«À Shawinigan, le mouvement est vraiment parti de la base par [les organismes communautaires]. Il y a eu beaucoup de mouvements nationaux dans les dernières années dans le volet communautaire, où c’était difficile de rallier le milieu. Celle-ci, de sa nature et du fait qu’elle est née du milieu, elle rallie beaucoup plus et elle est cohérente avec le terrain», explique Érick Plourde, directeur général de la Corporation de développement communautaire (CDC) de Lévis.

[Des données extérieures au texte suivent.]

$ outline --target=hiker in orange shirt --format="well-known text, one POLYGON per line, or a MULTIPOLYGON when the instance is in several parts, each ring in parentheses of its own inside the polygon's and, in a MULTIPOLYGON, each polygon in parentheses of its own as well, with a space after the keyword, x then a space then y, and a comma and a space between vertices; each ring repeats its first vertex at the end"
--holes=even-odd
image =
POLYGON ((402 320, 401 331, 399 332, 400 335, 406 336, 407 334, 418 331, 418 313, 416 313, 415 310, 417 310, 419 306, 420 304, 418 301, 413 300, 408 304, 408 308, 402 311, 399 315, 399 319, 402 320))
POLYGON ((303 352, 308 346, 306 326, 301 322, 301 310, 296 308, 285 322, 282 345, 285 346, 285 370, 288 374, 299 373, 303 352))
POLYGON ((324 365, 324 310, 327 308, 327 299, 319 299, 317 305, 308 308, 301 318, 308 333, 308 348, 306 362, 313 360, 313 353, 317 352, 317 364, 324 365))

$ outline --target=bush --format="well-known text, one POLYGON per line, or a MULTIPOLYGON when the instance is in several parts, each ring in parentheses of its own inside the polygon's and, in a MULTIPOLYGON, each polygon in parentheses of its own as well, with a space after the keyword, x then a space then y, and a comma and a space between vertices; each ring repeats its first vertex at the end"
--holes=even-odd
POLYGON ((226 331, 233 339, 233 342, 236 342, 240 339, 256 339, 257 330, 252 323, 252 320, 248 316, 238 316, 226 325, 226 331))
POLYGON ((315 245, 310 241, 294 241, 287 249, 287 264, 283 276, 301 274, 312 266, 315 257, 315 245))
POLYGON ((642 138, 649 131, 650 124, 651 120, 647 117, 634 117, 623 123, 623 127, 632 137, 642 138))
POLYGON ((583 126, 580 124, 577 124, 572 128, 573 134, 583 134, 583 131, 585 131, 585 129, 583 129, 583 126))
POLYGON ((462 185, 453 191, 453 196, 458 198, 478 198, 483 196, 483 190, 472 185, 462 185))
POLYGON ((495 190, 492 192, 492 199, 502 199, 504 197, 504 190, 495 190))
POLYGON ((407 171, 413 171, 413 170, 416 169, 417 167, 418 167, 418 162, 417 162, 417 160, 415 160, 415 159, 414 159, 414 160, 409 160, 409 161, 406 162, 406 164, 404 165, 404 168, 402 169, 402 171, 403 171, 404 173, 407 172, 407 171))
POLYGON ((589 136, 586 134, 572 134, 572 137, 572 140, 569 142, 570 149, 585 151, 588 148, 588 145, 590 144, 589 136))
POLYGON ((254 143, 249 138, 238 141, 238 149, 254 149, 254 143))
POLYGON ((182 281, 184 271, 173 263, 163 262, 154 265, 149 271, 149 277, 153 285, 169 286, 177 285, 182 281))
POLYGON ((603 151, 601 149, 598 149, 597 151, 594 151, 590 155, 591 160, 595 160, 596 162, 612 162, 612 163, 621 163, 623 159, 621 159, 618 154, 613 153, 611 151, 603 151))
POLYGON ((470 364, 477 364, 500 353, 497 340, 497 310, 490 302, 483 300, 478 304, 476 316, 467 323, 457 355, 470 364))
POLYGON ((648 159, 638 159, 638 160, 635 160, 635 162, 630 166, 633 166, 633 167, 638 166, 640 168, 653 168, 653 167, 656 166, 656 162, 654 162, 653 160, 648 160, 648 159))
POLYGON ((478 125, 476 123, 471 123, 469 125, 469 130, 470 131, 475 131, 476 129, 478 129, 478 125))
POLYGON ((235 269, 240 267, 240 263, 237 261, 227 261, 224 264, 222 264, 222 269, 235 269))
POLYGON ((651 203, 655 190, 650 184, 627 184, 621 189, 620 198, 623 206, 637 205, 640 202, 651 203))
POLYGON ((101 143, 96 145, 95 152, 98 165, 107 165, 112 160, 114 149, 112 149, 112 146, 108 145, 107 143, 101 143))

Selon le sondage mené par la CDC de Lévis, ce sont sept organismes de la ville qui ont signalé leur intention de faire la grève. Parmi ceux-ci, on compte Bénévoles d’expertise, le Filon, le CALACS Rive-Sud, l’ADDS Rive-Sud, le Contrevent, Aux quatre vents et l’AQDR de Lévis. La grève ne sera toutefois pas complète pour la plupart, mais se fera sous différentes formes, selon les services des organismes et les besoins de leur clientèle.
«Quand on parle d’une grève, on s’entend que ce n’est pas une grève pour couper l’essentiel des services. Chacun arrive avec des propositions de comment faire des actions symboliques qui sont cohérentes avec le quotidien et la réalité du milieu communautaire», ajoute le directeur général.
Près de 20 organismes lévisiens ont toutefois mentionné leur intention de prendre part aux mobilisations et activités de diverses façons. Durant la semaine, l’organisme le Filon agira à titre d’espace collectif pour plusieurs activités de mobilisation à Lévis. La semaine débute aujourd’hui avec l’annulation du dîner collectif de l’organisme pour tenir une tempête d’idées créatives dès 9h30 portant sur la réflexion aux actions positives et de grèves. Des cellules d’actions spontanées seront également mises en place dès 10h30 ce lundi.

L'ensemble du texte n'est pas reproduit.